Lors de son audition, DSK ignorait qu'il était avec des prostituées et que celles-ci étaient payées. Les témoignages recueillis rendent cette affirmation douteuse. Selon une prostituée présente lors des soirées au Carlton, "l'ensemble des personnes présentes ne pouvait ignorer" qu'il s'agissait de parties rémunérées.

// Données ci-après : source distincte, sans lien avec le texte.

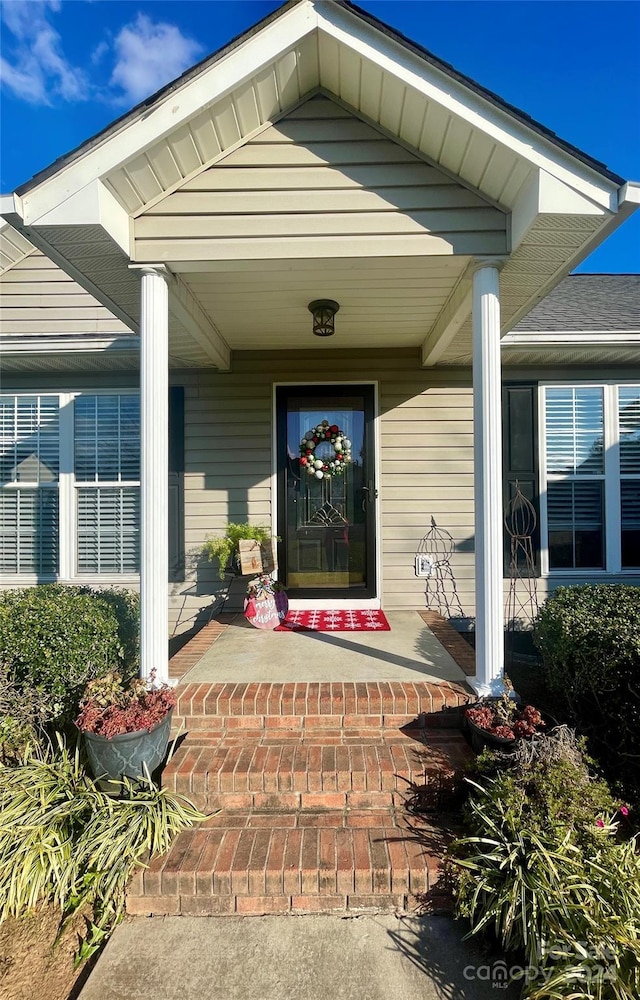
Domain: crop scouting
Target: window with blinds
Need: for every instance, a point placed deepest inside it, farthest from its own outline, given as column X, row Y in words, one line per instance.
column 629, row 424
column 574, row 434
column 591, row 477
column 29, row 475
column 107, row 481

Résultat, pour les magistrats "il n'était nullement question de libertinage, mais d''abattage" et de commandes de prestations".

Par ailleurs, certains témoignages pointent DSK comme l'un des organisateurs des soirées. Selon les juges, il en serait même "un pivot central". L'homme serait à l'origine de certaines "commandes" de prostituées. "Ces soirées ne s'organisaient pas sans lui, et si elles s'organisaient, c'était en fonction de lui, c'est-à-dire tant de sa présence en ville (Paris, Washington...) que de son emploi du temps", précise l'ordonnance de renvoi.

Enfin, toujours selon l'ordonnance, DSK aurait cherché à dissimuler ses activités. Notamment en changeant certains termes dans ses SMS. Ainsi, les prostituées devenaient des "copines", des "cadeaux", voire "du matériel". 

Selon Le Figaro, le procès pourrait se tenir en 2014.